I'm thinking those of us who have had their child diagnosed with autism a few years ago or more may agree with his stages. I certainly do. What do you think?

10 comments:

Casdok said...

Yes i agree. Ive also seen parents get stuck at various stages unable to move on.

J said...

Hi Casdok. I Always appreciate your comments. : ) I hadn't thought of getting stuck at a stage until I wrote this post. But those categories of grief aren't necessarily gone through in a quick progression with every stage hit are they? I wonder if regressing back (from acceptance to anger, etc) is possible too?

kristen said...

So glad I found this blog as I have just found out recently our son has Autism. Can't wait to read more.

Autism Reality NB said...

Perhaps some go through these "stages".

Others do not.

I did not.

Marla said...

I have found that I continually go through these stages. I rotate through them repeatedly. I have been told that is normal and healthy. Especially as we see growth followed by regression or additional health concerns come up with our daughter M.

I try to be very understanding of parents in all of the stages. We all have our different ways of coping and for some people certain stages take longer to get through than others. I grew up with a disabled sister and was around many disabled children and adults my whole life. I think that has made a big difference for me. I am able to see a future for M and it looks wonderful. Challenging of course but lovely nonetheless.

I also think a stage parents go through is the need to find a cure, to heal the child. I find that understandable and went through that phase myself. It was quite painful for me. Not to mention very costly. I have not went back to that phase but do have doubts in how we handle M's ongoing health struggles and learning issues.

I hope parents are never too hard on themselves and seek help when needed. My younger sister was the one who first told me I needed to get help when M was three. I was not happy and was not sleeping since M was not sleeping. The doctor told me it was 'situational depression'. Going on medications for me made all the difference in my ability to cope and move on through the grief cycles. Your post raises a very good topic, one that people are often hesitant to discuss honestly and openly.

J said...

To Kristin: Welcome. Hope you find this blog helpful. Best wishes--jml.

To Autism Reality nb: You are correct. The reaction of autism parents various as much as the symptoms and personalities of individuals with autism. I'm glad you didn't get hit with the burden of grief because it seems so many people do.

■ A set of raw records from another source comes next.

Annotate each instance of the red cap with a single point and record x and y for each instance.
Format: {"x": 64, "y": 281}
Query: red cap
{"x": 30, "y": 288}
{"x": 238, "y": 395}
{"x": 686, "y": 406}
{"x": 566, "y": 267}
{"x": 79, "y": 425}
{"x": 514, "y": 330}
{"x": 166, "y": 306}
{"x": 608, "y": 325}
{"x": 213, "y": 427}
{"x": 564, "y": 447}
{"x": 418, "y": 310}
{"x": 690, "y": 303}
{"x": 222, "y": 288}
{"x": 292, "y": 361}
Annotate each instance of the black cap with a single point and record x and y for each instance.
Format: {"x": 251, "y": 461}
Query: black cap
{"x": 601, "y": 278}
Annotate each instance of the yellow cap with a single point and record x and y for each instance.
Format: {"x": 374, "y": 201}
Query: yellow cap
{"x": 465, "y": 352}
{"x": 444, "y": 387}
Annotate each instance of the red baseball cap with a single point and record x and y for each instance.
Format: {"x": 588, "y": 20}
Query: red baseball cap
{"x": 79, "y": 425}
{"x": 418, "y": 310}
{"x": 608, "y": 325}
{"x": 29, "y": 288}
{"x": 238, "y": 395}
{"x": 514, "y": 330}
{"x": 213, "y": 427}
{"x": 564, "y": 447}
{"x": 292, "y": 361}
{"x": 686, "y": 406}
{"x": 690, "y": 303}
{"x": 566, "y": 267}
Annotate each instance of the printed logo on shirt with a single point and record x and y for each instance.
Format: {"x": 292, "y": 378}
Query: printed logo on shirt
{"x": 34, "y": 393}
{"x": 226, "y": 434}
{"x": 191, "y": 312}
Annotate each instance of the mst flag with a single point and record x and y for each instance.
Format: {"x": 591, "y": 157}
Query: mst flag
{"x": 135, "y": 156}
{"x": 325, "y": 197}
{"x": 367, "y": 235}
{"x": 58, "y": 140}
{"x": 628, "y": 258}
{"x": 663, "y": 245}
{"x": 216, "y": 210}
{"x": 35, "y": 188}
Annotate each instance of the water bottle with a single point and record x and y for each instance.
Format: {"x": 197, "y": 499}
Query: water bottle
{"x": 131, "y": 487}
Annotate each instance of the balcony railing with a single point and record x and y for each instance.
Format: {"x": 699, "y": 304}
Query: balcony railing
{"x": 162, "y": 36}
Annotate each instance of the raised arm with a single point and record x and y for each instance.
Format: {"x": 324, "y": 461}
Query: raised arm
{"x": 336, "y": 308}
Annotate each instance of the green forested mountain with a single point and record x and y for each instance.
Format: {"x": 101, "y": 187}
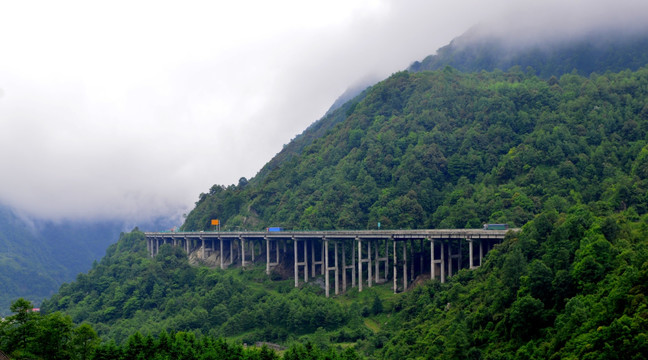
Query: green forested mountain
{"x": 564, "y": 156}
{"x": 450, "y": 149}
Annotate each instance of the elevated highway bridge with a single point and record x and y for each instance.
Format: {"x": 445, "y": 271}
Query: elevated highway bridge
{"x": 437, "y": 252}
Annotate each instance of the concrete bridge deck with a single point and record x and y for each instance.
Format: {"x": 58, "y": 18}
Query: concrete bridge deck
{"x": 441, "y": 249}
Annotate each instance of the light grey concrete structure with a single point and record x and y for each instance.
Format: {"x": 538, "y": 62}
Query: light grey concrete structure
{"x": 445, "y": 252}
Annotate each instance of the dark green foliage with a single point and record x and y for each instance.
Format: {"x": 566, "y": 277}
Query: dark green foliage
{"x": 37, "y": 257}
{"x": 564, "y": 158}
{"x": 128, "y": 292}
{"x": 29, "y": 335}
{"x": 597, "y": 51}
{"x": 548, "y": 315}
{"x": 450, "y": 150}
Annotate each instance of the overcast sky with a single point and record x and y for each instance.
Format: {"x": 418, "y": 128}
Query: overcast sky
{"x": 131, "y": 109}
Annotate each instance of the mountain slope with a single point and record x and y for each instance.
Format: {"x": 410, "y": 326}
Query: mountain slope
{"x": 37, "y": 256}
{"x": 446, "y": 149}
{"x": 566, "y": 157}
{"x": 596, "y": 51}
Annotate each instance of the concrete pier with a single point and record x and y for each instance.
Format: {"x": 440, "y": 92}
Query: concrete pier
{"x": 445, "y": 251}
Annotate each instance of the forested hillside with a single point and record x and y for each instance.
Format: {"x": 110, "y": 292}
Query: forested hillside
{"x": 566, "y": 158}
{"x": 36, "y": 257}
{"x": 450, "y": 149}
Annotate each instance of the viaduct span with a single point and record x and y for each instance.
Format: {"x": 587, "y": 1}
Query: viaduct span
{"x": 361, "y": 256}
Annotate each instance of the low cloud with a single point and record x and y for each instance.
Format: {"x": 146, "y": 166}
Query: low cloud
{"x": 129, "y": 111}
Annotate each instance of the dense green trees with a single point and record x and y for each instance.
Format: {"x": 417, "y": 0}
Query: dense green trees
{"x": 447, "y": 149}
{"x": 27, "y": 335}
{"x": 526, "y": 302}
{"x": 30, "y": 335}
{"x": 564, "y": 158}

To Marla: I can identify with you. My child was found to have a single dysplastic kidney opperating at about 60 percent efficiency at the age of eight--a few years after being diagnosed with autism. It was quite the shock. I too regressed back to a brief period of grief, but I should note that the kidney diagnosis helped me put my son's autism in perspective.

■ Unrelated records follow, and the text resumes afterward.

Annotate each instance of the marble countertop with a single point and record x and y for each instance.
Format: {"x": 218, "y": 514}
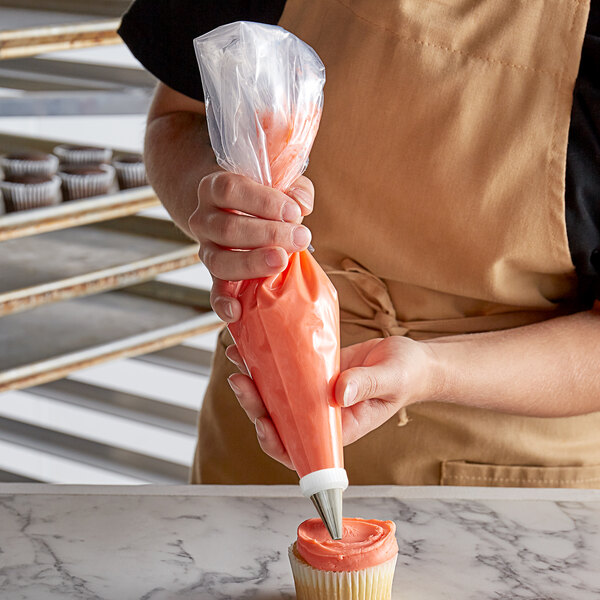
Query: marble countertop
{"x": 218, "y": 542}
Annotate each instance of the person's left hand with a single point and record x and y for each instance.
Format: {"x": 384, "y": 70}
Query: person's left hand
{"x": 377, "y": 379}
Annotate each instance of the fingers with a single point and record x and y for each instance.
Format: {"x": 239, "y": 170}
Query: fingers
{"x": 233, "y": 354}
{"x": 243, "y": 232}
{"x": 364, "y": 417}
{"x": 223, "y": 302}
{"x": 303, "y": 192}
{"x": 229, "y": 191}
{"x": 249, "y": 398}
{"x": 238, "y": 265}
{"x": 246, "y": 230}
{"x": 362, "y": 383}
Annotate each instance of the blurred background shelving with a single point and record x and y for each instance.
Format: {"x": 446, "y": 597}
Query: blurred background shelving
{"x": 129, "y": 420}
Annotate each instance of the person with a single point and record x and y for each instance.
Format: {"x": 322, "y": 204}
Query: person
{"x": 452, "y": 197}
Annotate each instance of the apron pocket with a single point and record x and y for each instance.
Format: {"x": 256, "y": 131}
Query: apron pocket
{"x": 458, "y": 472}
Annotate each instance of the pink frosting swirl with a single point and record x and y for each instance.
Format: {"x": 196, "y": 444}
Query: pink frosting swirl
{"x": 365, "y": 543}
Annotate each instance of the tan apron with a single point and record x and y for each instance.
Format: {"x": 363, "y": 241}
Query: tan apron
{"x": 439, "y": 169}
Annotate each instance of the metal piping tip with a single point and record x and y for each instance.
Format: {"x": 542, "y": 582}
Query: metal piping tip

Thanks so much for the time you took to comment on this one. I'm always grateful for your insights in regards to my posts.

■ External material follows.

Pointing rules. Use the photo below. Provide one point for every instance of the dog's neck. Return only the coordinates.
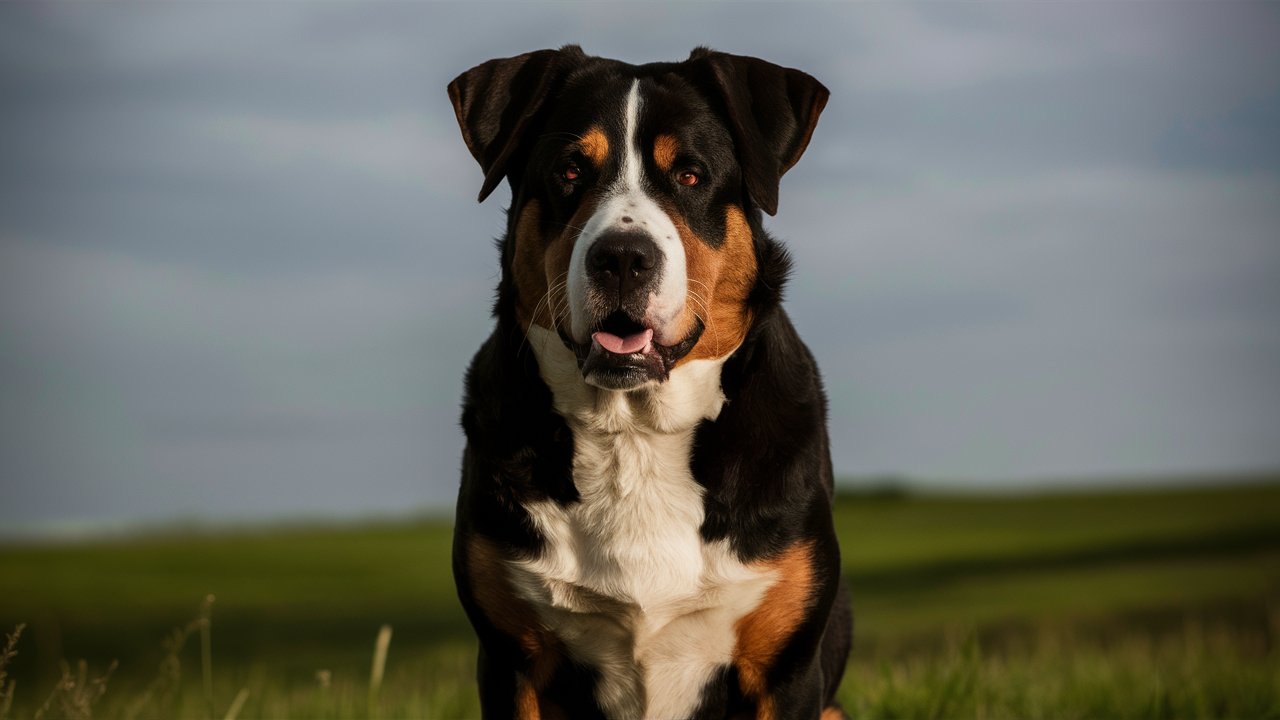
(690, 395)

Elissa - Managing Autism said...

Hi Julie - I've been away from the computer for the week and have just caught up on your week's posts... right on the mark as always!
I, like Marla, tend to move through (or cycle through) these stages... I think that for me, different experiences at times tend to bring up the different stages.

J said...

Hi Elissa. Welcome Back. : ) The discussion on this post has been enlightening for me. Thanks for sharing.

kathleenw2 said...

I agree. I like the comment about cycling through the stages again and again. It depends on what else is going on and how your child is doing. Things go around and come back. Life gets in the way. These kids progress at such a different rate, speed and path than other kids.

Shirley said...

I am thrilled to see your reference to parental grief. I am a Masters Student currently conducting research on "disabilites" and parental grief. If you and any of the readers of this blog are willing to answer a few short surveys on this, that would be wonderful. Please send an email to: griefresearch@yahoo.com

I feel this is a subject worthy of more research and validation.